Handling Captchas-Robotic Process Automation(RPA)-阿里云帮助中心

This topic describes how to handle common Captchas. This process typically requires using an API from a third-party Captcha solving platform.

1. Case one

The validation method is shown in the following figure:

Capture the following controls:

Before logon: Capture the username and password input boxes, the Captcha input box, the image Captcha, and the logon button.

After logon: Capture "Homepage" as shown in the following figure to verify a successful logon.

1.1 Code-based development example

from rpa.core import *
from rpa.utils import *
import rpa4 as rpa # Use the V4 engine
import requests
from hashlib import md5

# You can call the Captcha recognition API provided by any third-party platform. This topic uses a public API from a third-party Captcha solving platform as an example. Download the API script file and copy the API code after the following code. For more information, see https://www.******.com/api-14.html

def start():
    # Path to save the Captcha screenshot
    screenshot_path = r'C:\Users\User\Desktop\Captcha.png'
    page = rpa.app.chrome.catch('Alibaba Cloud RPA', mode='title', pattern='contain', timeout=10)
    
    # If the first logon fails, you can loop up to 10 times
    for i in range(10):
        page.input_text('Enter account','123', simulate=True)
        page.input_text('Enter password','123', simulate=True)
        bool1 = page.wait_loaded('Captcha screenshot', timeout=3)
        if bool1:
            # Take a screenshot of the Captcha
            page.screenshot('Captcha screenshot',screenshot_path)
            # Recognize the Captcha
            dis_code = OCR_recognition(screenshot_path)
            # Enter the Captcha
            page.input_text('Enter Captcha',dis_code, simulate=True)
        page.click('Click logon')
        # Determine if the logon is successful based on the control on the console homepage
        bool2 = page.wait_loaded('Console homepage', timeout=3)
        if bool2:
            break



def OCR_recognition(screenshot_path):
    '''
    Call the OCR API of a third-party Captcha solving platform to recognize the Captcha
    '''
    captcha_user = 'captcha_platform_username'
    captcha_pwd = 'captcha_platform_user_password'
    captcha_soft = '96001' # User Center>>Software ID. Generate one to replace 96001
    captcha_cjy = code_Client(captcha_user, captcha_pwd, captcha_soft)
    im = open(screenshot_path, 'rb').read()
    dis_result = captcha_cjy.PostPic(im, 1902) # 1902 is the Captcha type
    dis_code = dis_result['pic_str']
    print(dis_result)
    return dis_code

1.2 Visualization development example

Note

You can call a Captcha recognition API from any third-party platform. This topic uses a public API from a third-party platform as an example.

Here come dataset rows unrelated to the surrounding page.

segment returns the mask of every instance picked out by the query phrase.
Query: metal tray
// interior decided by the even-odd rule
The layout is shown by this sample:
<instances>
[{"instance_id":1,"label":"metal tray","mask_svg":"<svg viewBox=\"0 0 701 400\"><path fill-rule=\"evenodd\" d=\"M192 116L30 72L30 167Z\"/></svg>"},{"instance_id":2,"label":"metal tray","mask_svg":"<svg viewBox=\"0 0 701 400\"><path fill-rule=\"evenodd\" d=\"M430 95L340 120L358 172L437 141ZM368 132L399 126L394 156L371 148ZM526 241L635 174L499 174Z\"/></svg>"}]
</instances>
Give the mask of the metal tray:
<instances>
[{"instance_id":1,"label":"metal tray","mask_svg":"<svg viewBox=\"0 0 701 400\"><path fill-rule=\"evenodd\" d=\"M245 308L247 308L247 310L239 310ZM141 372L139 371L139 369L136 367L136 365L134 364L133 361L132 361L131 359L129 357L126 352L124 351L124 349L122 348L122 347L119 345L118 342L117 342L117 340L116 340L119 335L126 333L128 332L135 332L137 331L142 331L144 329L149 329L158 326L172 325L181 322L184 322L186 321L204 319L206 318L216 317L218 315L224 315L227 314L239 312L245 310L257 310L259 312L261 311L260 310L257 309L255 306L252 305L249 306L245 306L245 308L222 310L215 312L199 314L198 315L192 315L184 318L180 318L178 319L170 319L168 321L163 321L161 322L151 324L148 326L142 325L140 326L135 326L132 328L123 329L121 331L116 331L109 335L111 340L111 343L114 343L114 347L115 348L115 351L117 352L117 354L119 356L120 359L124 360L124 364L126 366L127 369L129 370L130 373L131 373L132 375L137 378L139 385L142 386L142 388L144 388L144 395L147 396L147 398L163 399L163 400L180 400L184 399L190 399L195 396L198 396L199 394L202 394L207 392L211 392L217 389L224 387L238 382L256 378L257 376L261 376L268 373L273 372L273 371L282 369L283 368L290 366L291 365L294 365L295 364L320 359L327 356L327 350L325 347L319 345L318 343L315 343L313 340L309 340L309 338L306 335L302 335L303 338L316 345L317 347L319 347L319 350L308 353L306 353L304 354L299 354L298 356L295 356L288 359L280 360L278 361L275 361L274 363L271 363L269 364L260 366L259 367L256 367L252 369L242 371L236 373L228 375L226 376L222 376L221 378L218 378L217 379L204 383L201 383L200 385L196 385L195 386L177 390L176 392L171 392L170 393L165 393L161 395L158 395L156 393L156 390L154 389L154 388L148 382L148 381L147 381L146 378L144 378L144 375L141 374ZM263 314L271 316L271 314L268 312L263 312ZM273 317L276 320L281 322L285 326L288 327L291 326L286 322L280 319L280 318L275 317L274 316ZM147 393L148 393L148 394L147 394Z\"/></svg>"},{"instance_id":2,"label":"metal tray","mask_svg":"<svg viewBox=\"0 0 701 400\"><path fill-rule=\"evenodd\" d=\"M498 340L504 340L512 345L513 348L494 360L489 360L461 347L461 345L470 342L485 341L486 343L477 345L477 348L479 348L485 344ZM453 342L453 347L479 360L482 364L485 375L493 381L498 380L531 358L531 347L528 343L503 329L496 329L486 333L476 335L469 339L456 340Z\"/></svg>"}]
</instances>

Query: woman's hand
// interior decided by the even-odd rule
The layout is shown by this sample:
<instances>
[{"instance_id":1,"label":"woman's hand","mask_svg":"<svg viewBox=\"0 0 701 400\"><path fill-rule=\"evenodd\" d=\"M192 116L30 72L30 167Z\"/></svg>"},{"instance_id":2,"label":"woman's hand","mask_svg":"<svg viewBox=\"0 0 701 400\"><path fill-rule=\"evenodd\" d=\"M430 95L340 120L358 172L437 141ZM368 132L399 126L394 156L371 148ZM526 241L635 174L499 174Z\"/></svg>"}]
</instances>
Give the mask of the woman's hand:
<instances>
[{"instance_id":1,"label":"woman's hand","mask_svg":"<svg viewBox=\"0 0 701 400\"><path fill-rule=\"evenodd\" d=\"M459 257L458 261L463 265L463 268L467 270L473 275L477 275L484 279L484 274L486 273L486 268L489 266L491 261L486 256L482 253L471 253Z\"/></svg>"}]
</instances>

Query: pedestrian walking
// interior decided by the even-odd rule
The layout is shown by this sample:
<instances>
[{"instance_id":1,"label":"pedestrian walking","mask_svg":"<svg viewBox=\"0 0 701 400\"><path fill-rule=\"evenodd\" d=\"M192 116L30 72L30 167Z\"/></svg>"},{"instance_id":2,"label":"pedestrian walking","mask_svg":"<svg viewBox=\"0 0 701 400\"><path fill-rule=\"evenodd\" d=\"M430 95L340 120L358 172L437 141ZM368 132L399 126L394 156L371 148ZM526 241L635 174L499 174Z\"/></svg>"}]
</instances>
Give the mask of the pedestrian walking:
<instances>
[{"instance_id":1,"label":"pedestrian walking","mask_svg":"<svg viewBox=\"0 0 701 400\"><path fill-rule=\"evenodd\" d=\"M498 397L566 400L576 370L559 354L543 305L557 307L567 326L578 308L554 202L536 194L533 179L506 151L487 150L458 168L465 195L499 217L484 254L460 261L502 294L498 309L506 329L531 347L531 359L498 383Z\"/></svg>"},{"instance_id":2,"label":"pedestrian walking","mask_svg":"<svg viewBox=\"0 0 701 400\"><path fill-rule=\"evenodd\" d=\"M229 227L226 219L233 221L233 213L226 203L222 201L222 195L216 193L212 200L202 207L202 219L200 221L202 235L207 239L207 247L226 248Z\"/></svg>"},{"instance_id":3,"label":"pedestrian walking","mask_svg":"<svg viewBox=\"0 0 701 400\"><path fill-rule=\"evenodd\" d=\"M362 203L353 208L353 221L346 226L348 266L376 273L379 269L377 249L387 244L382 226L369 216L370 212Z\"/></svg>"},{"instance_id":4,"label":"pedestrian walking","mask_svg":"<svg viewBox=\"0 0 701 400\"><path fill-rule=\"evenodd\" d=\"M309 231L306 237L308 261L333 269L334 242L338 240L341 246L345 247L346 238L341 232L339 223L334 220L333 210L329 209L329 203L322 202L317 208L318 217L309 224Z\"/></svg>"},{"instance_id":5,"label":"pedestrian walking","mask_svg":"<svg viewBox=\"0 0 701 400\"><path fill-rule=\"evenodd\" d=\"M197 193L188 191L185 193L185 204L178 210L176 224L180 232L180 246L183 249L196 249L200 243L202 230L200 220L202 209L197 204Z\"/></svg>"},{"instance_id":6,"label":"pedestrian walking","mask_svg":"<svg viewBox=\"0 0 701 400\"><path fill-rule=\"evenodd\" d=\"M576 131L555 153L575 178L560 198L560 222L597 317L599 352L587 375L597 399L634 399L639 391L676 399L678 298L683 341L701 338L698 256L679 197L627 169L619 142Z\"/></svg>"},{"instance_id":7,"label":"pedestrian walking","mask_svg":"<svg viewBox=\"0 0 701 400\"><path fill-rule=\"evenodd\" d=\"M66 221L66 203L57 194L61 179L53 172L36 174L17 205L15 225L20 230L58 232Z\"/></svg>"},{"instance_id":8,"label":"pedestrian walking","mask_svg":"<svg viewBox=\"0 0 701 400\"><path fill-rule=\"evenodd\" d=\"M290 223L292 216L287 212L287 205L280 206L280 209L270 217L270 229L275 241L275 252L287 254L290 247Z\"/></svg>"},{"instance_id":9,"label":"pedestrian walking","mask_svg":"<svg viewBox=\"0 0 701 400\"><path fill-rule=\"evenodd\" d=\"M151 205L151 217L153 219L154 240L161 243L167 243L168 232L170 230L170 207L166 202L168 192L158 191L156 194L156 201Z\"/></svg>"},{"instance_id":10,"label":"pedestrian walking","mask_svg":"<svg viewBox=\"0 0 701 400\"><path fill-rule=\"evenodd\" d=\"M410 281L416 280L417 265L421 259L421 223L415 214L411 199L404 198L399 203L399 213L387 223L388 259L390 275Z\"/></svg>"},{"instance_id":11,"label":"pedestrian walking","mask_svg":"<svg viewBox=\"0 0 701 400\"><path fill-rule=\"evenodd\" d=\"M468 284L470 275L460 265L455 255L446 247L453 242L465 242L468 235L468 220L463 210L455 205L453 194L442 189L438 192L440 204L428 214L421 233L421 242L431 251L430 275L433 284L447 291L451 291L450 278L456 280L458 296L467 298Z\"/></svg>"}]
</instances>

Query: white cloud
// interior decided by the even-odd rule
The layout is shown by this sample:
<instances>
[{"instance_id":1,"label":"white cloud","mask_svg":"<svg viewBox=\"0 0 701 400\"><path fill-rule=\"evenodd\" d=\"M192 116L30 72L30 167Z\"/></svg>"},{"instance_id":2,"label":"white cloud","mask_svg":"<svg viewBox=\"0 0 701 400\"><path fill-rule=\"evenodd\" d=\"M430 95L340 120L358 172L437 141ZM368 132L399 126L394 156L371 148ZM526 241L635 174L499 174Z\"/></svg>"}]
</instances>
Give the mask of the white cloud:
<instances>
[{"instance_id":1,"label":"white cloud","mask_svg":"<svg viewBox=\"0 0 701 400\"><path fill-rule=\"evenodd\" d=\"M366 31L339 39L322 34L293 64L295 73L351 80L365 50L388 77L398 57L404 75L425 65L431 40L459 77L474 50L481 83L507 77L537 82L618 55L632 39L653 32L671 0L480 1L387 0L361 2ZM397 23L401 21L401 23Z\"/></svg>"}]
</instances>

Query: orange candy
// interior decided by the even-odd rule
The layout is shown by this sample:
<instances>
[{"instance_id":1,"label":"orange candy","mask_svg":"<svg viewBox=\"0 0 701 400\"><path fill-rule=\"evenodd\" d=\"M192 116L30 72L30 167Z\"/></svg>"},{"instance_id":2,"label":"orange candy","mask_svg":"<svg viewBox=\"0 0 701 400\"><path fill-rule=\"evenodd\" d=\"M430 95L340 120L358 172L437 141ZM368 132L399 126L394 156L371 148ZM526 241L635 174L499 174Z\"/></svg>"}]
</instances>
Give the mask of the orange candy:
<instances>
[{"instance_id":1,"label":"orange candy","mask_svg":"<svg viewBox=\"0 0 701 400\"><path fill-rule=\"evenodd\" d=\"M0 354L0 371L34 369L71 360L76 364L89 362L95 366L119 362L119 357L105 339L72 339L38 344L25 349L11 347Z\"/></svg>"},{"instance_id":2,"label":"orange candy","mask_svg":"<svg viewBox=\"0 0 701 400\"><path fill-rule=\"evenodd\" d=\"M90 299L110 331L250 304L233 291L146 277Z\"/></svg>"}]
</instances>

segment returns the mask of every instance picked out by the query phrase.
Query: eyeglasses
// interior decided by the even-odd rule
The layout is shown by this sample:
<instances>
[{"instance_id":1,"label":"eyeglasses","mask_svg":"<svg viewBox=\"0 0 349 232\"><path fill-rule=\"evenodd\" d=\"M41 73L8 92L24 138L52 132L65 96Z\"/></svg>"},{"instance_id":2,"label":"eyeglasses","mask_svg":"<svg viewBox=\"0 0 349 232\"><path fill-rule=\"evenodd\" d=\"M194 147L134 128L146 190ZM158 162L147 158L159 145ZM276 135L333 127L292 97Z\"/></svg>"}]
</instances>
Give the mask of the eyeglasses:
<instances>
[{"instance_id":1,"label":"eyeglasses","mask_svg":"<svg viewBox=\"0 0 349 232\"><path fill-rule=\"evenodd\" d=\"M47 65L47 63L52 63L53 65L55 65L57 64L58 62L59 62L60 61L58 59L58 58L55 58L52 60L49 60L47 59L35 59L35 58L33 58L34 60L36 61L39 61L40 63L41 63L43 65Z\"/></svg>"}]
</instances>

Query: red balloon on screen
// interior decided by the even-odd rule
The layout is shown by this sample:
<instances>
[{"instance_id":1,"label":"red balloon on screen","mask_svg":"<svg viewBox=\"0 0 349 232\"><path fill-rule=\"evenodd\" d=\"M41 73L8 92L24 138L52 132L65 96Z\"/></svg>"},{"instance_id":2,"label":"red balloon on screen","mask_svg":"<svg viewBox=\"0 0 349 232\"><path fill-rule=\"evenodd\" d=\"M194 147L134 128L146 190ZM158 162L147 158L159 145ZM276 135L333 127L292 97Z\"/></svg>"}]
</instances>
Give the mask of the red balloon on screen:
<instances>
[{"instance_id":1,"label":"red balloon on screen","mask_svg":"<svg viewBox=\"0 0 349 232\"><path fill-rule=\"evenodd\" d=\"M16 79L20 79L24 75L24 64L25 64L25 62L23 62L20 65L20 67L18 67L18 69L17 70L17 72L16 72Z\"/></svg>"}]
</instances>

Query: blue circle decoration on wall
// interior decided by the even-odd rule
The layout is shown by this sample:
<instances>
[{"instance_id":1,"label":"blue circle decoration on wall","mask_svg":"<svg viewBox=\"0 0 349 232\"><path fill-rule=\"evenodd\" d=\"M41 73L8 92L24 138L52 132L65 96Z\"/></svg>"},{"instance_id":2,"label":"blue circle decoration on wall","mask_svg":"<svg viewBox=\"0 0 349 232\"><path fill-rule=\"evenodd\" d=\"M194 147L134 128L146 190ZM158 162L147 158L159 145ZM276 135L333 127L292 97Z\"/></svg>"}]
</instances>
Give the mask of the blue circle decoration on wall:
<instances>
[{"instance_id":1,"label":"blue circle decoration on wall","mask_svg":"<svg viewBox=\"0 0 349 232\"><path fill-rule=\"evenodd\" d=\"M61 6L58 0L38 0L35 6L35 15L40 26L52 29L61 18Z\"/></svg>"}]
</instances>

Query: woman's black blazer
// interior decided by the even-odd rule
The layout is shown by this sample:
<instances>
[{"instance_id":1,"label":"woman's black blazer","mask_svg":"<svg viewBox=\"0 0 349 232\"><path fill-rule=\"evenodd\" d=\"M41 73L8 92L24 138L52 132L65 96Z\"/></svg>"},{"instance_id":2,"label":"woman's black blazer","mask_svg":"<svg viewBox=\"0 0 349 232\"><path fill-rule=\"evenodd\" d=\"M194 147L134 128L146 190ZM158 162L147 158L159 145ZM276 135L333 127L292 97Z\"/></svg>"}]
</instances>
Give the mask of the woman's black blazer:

Use the Call Custom Script component. In the expression editor, enter the Python script for the third-party OCR API and the method for calling it. For an example of the API call function, see the `OCR_recognition()` function in the preceding code-based example.
Use the Set Variable Value component to set the local path to save the image.
Use the Get Opened Web Page component to retrieve the browser logon page object.
Repeatedly enter an incorrect username and password to trigger the alphanumeric image Captcha. In the loop, wait for the Captcha to load.
Use the Get Opened Web Page component to take a screenshot of the Captcha image and save it locally. Then, pass the image path to the OCR API function. The function recognizes the Captcha image and returns the result.
Use the Fill in Input Box (Web) component to enter the recognized Captcha value.

2. Case two

The validation method is shown in the following figure:

Capture the following control:

Capture the drag arrow.

2.1 Visualization development example

Use the Drag Element (Web) component for this operation.

3. Case three

The validation method is shown in the following figure:

Capture the following controls:

Capture the jigsaw puzzle image.

Capture the drag arrow.

3.1 Code-based development example

from rpa.core import *
from rpa.utils import *
import rpa4 as rpa # Use the V4 engine
import requests
from hashlib import md5

# You can call the Captcha recognition API provided by any third-party platform. This topic uses a public API from a third-party Captcha solving platform as an example. Download the API script file and copy the API code after the following code. For more information, see https://www.******.com/api-14.html

def start():
    # Path to save the Captcha screenshot
    screenshot_path = r'C:\Users\User\Desktop\SliderCaptcha.png'
    page = rpa.app.chrome.catch('Website logon page', mode='title', pattern='contain')
    page.screenshot('Slider Captcha screenshot',screenshot_path)
    # Recognize the Captcha
    dis_code = OCR_recognition(screenshot_path)
    # The recognition returns the center coordinate of the notch (dis_code). The required sliding distance is the distance between the center of the slider and the center of the notch.
    # Subtract half the width of the slider from the returned x-axis coordinate value.
    distance_x = int(dis_code.split(',')[0])-27   # Half the width of the slider is 27
    print(distance_x)
    # Drag the slider horizontally to the specified distance
    page.drag('Slider',x=distance_x,y=0,speed_mode='uniform')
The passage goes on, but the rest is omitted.